David Cameron has performed a dramatic U-turn on his "back or sack" ultimatum to his Eurosceptic ministers ahead of a promised referendum on the UK's membership of the EU.
It took just a day for the prime minister to withdraw his threat, after he said: "If you want to be part of the government you have to take the view that we are engaged in an exercise of renegotiation to have a referendum and that will lead to a successful outcome.
"Everyone in government has signed up to the programme set out in the Conservative manifesto."
The Tory leader, who secured a shock majority at the general election, made the comments at the G7 summit in Germany.
Number 10 have now reportedly said that his remarks were "over-interpreted" by the press lobby and that Cameron was referring to ministers' duty to maintain collective responsibility as the negotiations between Westminster and Brussels continue.
The prime minister later made his own statement on the issue, claiming that he was "misinterpreted".
"I was clearly referring to the process of renegotiation and I'm happy to repeat exactly what I said," Cameron added.
David C Bannerman, Tory MEP for Eastern England and former deputy leader of Ukip, told IBTimes UK that Cameron's position is "very reasonable".

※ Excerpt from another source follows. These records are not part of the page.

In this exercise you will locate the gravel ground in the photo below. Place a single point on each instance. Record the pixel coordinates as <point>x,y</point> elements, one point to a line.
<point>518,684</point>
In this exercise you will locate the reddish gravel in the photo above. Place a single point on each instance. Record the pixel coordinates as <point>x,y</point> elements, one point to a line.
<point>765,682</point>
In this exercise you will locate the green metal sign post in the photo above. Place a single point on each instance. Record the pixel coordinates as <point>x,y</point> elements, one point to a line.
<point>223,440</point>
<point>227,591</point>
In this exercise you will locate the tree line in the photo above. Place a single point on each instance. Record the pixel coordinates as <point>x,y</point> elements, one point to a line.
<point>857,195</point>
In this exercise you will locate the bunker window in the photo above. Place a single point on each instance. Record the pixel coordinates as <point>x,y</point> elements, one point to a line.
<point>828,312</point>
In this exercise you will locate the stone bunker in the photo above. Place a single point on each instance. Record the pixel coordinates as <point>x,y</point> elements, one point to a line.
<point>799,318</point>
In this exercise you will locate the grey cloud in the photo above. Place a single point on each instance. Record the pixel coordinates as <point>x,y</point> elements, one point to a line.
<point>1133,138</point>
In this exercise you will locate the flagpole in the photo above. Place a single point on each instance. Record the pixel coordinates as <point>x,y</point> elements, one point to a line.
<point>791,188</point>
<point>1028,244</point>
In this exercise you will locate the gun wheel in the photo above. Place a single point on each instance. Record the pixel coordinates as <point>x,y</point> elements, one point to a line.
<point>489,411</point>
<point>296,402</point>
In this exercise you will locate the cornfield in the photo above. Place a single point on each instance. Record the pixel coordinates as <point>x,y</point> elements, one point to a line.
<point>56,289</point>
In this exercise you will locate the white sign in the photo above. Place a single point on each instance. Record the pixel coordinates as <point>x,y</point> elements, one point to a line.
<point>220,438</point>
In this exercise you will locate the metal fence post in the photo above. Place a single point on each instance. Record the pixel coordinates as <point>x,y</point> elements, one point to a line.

"My understanding is that this is not a climb down but a clarification. I understand that they mean cabinet responsibility applies during the renegotiation process, but may be suspended during referendum, which seems very reasonable," the Eurosceptic said.
The senior MP warned Eurosceptics that it would be unusual to form a "Brexit" campaign before the government has even secured its first substantial move towards holding a referendum on the UK's membership of the EU.
Redwood explained that he would concentrate his efforts on lobbying the government as a member of the newly formed Conservatives for Britain group.
"We are not an 'Out' campaign, the 'Out' campaign will form in due course. It would be unusual to form an 'Out' campaign before we even have an EU referendum bill put through the House of Commons," he said.
But the Tory said he had "no idea" whether the prime minister could secure a better deal for Britain from the political and economic union. He added: "It depends on how much they want to keep us in, doesn't it?"